La conclusion qu’en tirent les États est désarmante de simplisme : migrant = réfugié = faux demandeur d’asile. Formule qui illustre aussi et surtout l’inadéquation de la Convention de Genève et, dans une moindre mesure, de la DUDH. Une personne fuyant les conséquences du réchauffement climatique ou de la misère ne saurait invoquer valablement la protection qu’elle organise car les notions de « réfugié climatique » ou de « réfugié environnemental » et encore plus de « réfugié économique » n’existent pas pour la Convention. Il en va de même de la DUDH qui consacre la liberté de circulation en tant que droit objectif dont la pleine réalisation dépend, en conséquence, des États qui autorisent ou non sa mise en œuvre quasi-exclusivement par l’arme du visa d’entrée.

Pour fuir les effets plus ou moins immédiats du réchauffement climatique ou les conséquences d’un conflit armé, une personne doit non seulement pouvoir quitter librement son pays – ce que la DUDH garantit –, mais doit surtout pouvoir entrer dans un autre pays que le sien, soit pour y demander asile soit pour le traverser à la recherche d’un autre pays de refuge. Or, le droit d’entrer dans un autre pays que le sien n’existe pas, encore moins le droit de s’y installer. C’est là que réside le principal obstacle à l’universalisation véritable du droit à la mobilité.

Un lent, incertain mais nécessaire changement de paradigme

Imposer aux États l’obligation de laisser entrer sur leurs territoires des non-nationaux n’est pas une mince affaire. On le constate déjà pour l’asile où se multiplient partout politiques d’externalisation et militarisation des frontières.

Reconnaître un droit à la mobilité – droit subjectif rattaché à la personne non à l’État – suppose un changement de paradigme qui heurte de front la souveraineté, la sécurité nationale, donc le contrôle des frontières.

Faire coïncider fait et droit, coller aux nouvelles réalités comme le plaident ONG et spécialistes des migrations, implique une gouvernance globale des migrations associant tous ses acteurs. La Déclaration de New York pour les réfugiés et les migrants permettait l’espérance. Le « Pacte mondial » pour des migrations sûres, ordonnées et régulières qui en est issu et qui sera proposé à la signature des États à Marrakech, en décembre prochain, s’en éloigne, hélas.
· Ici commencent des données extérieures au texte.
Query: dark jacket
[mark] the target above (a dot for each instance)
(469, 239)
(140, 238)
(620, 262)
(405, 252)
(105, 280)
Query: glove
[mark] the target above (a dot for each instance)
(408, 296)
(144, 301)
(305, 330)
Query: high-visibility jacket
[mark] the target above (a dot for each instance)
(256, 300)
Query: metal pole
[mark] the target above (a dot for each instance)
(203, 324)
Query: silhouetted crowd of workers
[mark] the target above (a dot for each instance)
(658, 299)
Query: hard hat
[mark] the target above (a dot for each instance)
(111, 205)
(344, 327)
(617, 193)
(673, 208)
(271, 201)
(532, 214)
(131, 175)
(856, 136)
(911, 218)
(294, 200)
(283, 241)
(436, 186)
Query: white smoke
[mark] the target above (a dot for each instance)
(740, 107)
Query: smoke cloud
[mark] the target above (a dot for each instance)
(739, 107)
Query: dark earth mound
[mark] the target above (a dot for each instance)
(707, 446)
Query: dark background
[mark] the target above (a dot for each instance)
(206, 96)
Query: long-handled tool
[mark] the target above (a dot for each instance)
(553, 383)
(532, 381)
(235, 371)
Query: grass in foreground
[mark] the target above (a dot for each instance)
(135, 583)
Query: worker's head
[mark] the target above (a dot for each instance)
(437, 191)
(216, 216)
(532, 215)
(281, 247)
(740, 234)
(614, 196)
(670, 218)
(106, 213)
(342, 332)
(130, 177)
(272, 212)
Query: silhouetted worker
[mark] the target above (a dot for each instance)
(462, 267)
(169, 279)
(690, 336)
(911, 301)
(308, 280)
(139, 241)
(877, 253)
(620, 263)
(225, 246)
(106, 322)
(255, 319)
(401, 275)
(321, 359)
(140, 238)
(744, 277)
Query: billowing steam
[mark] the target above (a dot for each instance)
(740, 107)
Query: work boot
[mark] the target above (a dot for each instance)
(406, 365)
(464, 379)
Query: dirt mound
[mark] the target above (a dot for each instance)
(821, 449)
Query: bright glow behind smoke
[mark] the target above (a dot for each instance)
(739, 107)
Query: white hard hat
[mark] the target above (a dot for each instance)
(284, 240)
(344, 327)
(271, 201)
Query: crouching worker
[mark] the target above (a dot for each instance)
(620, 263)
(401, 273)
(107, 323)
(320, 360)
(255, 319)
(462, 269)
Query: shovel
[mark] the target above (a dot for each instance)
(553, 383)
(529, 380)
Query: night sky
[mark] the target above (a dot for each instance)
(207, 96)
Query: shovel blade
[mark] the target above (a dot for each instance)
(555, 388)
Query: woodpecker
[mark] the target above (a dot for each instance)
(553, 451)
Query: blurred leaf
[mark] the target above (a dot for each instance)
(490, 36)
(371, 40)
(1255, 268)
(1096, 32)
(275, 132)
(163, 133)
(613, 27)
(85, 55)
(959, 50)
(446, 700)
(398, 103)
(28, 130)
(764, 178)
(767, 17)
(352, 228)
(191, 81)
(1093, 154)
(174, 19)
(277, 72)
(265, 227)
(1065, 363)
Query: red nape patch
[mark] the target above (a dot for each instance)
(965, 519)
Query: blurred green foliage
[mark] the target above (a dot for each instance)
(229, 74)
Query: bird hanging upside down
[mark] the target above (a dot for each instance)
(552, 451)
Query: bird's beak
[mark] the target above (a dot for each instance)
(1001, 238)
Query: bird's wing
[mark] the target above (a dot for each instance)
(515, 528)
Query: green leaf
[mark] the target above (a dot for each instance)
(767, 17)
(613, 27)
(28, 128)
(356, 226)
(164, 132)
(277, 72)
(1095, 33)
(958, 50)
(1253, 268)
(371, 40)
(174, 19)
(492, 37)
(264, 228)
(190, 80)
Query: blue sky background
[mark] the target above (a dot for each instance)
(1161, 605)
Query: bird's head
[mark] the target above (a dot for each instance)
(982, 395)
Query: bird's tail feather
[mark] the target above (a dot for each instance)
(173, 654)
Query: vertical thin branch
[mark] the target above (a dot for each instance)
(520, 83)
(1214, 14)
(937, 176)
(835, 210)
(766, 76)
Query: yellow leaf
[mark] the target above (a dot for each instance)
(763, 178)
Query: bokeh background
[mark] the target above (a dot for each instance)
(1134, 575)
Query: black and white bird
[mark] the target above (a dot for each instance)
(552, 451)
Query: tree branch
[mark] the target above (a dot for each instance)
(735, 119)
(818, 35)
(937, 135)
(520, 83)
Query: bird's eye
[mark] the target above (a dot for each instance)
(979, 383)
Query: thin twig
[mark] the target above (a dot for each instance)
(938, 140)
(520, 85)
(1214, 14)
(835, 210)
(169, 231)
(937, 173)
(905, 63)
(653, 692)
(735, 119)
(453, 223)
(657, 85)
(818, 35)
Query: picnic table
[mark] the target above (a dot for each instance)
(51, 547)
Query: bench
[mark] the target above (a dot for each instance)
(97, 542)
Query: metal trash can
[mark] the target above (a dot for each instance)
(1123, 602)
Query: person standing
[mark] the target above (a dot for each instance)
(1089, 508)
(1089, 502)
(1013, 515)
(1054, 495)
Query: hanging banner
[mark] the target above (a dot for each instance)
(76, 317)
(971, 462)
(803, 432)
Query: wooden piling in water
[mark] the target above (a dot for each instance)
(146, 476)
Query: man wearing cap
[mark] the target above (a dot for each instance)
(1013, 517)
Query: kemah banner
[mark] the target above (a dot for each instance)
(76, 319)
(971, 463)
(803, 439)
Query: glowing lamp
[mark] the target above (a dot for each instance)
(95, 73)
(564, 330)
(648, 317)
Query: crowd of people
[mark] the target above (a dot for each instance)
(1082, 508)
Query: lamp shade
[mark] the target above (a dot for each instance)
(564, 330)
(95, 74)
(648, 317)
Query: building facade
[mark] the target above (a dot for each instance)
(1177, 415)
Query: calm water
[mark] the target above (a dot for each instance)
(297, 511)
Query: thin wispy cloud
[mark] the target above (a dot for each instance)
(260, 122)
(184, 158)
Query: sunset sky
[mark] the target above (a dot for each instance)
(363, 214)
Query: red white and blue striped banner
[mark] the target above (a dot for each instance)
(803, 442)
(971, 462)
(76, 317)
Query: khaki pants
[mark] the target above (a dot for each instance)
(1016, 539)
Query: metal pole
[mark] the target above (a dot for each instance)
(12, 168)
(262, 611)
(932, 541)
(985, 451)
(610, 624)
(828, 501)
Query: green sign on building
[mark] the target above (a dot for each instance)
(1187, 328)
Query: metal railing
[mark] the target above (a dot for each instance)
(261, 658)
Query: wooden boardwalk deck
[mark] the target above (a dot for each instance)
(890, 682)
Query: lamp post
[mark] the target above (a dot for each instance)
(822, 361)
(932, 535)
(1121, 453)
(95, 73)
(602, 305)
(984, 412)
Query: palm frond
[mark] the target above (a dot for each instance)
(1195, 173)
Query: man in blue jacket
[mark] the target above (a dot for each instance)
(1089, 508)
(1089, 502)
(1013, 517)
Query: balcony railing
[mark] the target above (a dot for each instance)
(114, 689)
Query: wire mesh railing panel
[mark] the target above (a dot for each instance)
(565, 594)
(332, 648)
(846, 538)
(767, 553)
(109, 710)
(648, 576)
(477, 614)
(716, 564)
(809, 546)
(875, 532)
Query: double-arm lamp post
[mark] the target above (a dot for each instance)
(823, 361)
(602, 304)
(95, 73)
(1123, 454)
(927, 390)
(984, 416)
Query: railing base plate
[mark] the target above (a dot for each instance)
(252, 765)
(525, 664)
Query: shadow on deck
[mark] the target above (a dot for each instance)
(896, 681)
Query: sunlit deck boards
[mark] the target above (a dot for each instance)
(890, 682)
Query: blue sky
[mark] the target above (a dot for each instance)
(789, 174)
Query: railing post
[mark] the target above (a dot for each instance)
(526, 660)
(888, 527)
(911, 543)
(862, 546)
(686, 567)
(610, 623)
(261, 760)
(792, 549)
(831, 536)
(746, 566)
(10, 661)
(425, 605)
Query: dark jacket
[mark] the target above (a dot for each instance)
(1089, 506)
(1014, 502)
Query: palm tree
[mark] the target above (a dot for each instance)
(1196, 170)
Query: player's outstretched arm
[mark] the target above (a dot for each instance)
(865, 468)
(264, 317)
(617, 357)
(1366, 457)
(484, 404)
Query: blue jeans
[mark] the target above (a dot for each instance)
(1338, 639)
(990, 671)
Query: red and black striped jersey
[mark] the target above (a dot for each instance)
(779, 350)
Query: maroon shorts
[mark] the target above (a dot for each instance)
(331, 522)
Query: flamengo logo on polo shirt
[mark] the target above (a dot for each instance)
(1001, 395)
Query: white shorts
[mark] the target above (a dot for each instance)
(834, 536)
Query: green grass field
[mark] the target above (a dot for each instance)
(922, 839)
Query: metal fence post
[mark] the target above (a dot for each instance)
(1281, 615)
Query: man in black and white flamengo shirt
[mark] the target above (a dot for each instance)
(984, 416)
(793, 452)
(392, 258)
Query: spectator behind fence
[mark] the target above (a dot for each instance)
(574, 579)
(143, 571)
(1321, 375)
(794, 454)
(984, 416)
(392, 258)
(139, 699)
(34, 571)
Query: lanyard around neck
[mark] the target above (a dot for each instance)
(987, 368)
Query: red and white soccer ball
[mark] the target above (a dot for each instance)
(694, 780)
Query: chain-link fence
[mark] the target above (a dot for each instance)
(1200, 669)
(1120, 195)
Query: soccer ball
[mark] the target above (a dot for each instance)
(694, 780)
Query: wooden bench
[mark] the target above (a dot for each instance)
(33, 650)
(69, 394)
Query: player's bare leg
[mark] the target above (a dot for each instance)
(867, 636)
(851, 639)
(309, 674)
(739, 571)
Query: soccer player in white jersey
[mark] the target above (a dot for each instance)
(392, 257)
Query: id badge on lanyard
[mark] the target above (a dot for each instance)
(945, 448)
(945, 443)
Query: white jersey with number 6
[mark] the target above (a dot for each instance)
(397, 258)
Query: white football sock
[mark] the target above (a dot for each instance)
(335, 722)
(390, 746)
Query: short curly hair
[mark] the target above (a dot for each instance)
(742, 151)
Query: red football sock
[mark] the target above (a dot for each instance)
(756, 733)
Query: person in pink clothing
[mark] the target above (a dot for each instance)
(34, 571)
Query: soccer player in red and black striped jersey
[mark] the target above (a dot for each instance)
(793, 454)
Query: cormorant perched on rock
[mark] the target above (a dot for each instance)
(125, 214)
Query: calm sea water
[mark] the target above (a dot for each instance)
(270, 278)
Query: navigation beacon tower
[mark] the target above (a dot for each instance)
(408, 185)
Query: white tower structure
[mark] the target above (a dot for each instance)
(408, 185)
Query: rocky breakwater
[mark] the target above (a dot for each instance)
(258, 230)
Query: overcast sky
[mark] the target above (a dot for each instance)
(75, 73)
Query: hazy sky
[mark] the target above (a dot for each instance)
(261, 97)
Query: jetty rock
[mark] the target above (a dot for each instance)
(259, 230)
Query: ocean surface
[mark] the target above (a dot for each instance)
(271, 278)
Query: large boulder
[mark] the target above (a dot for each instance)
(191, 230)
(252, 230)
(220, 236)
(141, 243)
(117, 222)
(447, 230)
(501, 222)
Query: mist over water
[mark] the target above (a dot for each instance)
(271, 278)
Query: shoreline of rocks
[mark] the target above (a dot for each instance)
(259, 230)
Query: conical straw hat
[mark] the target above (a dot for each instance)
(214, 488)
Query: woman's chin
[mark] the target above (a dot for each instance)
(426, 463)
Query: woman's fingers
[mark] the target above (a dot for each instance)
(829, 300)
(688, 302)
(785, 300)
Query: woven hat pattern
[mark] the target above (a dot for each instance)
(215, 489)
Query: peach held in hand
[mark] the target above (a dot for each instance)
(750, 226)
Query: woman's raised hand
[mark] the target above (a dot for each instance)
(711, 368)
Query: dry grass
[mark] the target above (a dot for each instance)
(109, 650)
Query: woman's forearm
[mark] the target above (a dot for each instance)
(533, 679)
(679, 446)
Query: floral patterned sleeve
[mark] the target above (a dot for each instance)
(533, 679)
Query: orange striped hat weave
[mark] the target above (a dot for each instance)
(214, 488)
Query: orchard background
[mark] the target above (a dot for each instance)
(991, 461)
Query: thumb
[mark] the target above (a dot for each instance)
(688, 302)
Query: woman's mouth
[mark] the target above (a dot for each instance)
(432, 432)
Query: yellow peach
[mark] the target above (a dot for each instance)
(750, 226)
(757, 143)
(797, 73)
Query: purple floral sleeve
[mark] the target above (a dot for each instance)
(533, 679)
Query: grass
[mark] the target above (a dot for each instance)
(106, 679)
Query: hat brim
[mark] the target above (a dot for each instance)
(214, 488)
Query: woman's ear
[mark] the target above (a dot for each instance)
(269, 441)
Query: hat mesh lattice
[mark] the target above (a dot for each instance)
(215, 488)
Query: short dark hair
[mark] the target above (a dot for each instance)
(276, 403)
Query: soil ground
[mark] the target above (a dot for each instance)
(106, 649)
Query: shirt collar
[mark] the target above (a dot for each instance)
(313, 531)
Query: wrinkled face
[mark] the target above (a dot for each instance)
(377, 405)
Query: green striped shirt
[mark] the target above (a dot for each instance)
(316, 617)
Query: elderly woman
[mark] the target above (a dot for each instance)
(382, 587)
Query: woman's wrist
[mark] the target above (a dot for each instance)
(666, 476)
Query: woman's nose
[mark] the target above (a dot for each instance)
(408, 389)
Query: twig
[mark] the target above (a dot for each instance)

À Tijuana, le long de la frontière entre le Mexique et les États-Unis. Toksave/Wikimedia, CC BY-SA

Ce texte, qui ne sera signé ni par les États-Unis ni par la Hongrie et l’Autriche et d’autres encore probablement qui le trouvent trop libéral, réaffirme le primat de la sécurité sur les droits des migrants se situant même en deçà de la Convention des Nations unies sur les droits des travailleurs migrants. La reconnaissance d’un droit humain à la mobilité ne constitue ainsi pas le cœur de ce Pacte.

Dans les faits, c’est pourtant bien un tel objectif que ne cessent de revendiquer, au péril parfois de leur vie, ceux qui affrontent ce monde où capitaux, marchandises et information circulent librement mais pas les êtres humains. Frontières, déserts, mers et océans, montagnes, tempêtes et ouragans, barrières barbelées, chaque obstacle affronté témoigne, par la souffrance, de l’impérieuse nécessité d’inscrire le droit à la mobilité parmi les droits humains.

La « caravane » donne réalité à cette utopie du XXIe siècle. Ne plus circuler dans la clandestinité, ignorer la frontière comme ligne continue à défendre, refuser le processus de frontièrisation à l’œuvre partout dans le monde, jusque et y compris dans le corps de la personne elle-même, seront les effets salvateurs de la consécration d’un droit humain à la mobilité.


À la mémoire du Professeur Noureddine Harrami (Université de Meknès) très récemment disparu.